La remise en question de la binarité constitue depuis plusieurs années un fil directeur des recherches en sciences humaines et sociales, et ce numéro s’inscrit dans cette dynamique intellectuelle en s’attachant à comprendre les mécanismes par lesquels la pensée binaire se construit, se justifie, se transmet et se défait dans le monde francophone contemporain. Si cette interrogation traverse aujourd’hui les études linguistiques, les théories du genre, les humanités environnementales ou encore les approches philosophiques de la subjectivité, elle engage en profondeur un enjeu conceptuel que l’on mésestime trop souvent, à savoir la nécessité de ne pas confondre ce qui relève de la logique, avec ses principes formels, et ce qui relève de la cognition humaine, de l’imaginaire social ou des usages politiques du langage. Une large part des tensions contemporaines autour de la binarité tient peut-être à cette confusion. Certaines oppositions sont essentielles dans un régime logique précis, notamment dans l’établissement d’un cadre de non-contradiction ; elles n’ont pourtant pas vocation à régir les manières humaines de catégoriser le réel ou de structurer les identités. C’est cette distinction entre plans logiques, linguistiques et psychologiques que les contributions réunies ici permettent de clarifier et de déplacer.
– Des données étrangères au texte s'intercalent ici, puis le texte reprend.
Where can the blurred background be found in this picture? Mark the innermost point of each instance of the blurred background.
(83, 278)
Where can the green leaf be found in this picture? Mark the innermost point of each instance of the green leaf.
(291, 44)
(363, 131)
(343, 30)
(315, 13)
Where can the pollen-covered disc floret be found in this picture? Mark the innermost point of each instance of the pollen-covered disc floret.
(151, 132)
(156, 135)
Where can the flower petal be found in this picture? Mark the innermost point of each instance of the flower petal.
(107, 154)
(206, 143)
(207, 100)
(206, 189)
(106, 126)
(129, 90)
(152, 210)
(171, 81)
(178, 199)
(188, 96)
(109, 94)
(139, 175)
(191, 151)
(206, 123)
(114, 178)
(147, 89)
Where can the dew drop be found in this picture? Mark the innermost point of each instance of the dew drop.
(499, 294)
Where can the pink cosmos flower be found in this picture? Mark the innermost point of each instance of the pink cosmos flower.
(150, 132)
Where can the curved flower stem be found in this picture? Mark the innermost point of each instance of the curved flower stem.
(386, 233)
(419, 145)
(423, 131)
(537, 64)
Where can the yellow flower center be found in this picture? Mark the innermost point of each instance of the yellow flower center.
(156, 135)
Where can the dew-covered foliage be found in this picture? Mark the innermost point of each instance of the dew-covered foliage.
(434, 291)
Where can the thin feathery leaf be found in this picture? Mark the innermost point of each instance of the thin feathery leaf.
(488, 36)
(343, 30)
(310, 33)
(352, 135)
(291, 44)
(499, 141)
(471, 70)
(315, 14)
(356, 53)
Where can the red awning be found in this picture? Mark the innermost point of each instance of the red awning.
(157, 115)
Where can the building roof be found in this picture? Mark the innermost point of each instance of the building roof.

Dans la tradition philosophique occidentale, la binarité est souvent associée à Aristote, comme si le principe de non-contradiction exprimait à lui seul une ontologie du monde. Or Aristote lui-même introduit, dans le traité De interpretatione, une limite fondamentale à la bivalence logique avec l’analyse des futurs contingents. L’exemple célèbre de la bataille navale montre que certaines propositions portant sur l’avenir ne sauraient être actuellement vraies ou fausses sans contredire la contingence des événements à venir (Aristote, 1995, chapitre IX). La pensée aristotélicienne ne se laisse donc pas réduire à un dualisme rigide. Même dans le champ restreint de la logique, des zones de suspension, d’indétermination ou de tiers non assignable existent. Il est d’autant plus problématique d’ériger la bivalence logique en norme psychologique ou sociale que la pensée humaine ne se construit pas selon les mêmes exigences de non-contradiction que la proposition formelle. Une part essentielle de l’enjeu contemporain réside précisément dans cette vigilance : ne pas projeter sur le monde social les contraintes internes d’un système logique particulier et ne pas naturaliser une binarité qui relève avant tout d’un mode de formalisation parmi d’autres.
La contribution linguistique de ce numéro, l’article de Steffens intitulé « Dépasser la binarité en discours : outils sémantico-syntaxiques » (Steffens, 2026, XXX), illustre avec finesse cette distinction. À partir d’analyses sémantiques et syntaxiques d’un vaste corpus journalistique, l’étude montre que l’antonymie constitue un ressort cognitif fondamental, structurant les associations spontanées entre lexèmes et orientant, parfois à l’insu des locuteurs, l’interprétation contrastive d’un énoncé. Ce mécanisme ne relève pas d’une nécessité logique mais d’habitudes cognitives ; en effet, la cooccurrence de deux antonymes dans une même phrase suffit souvent à produire un effet de polarisation, même lorsqu’aucune opposition conceptuelle n’est exigée par le contexte. Le discours, ainsi, tend à fabriquer de la binarité là où le réel ne s’y plie pas nécessairement. L’analyse met en lumière la manière dont certaines paires lexicales, pourtant scalaires ou graduelles, sont reconceptualisées comme contradictoires par effet de cadrage discursif. La langue n’est pas binaire en elle-même, elle possède au contraire des zones neutres, intermédiaires, des tiers lexicaux laissés dans l’ombre. Ce qui se donne comme opposition tranchée résulte donc souvent d’un fonctionnement psychologique cherchant la discontinuité là où l’expérience pourrait proposer des continuités. La contribution de Steffens rappelle ainsi que la binarité, dans le langage, n’a rien d’une conséquence de la logique formelle. Elle est plutôt un effet de pensée, un biais de conceptualisation, parfois une facilité de communication.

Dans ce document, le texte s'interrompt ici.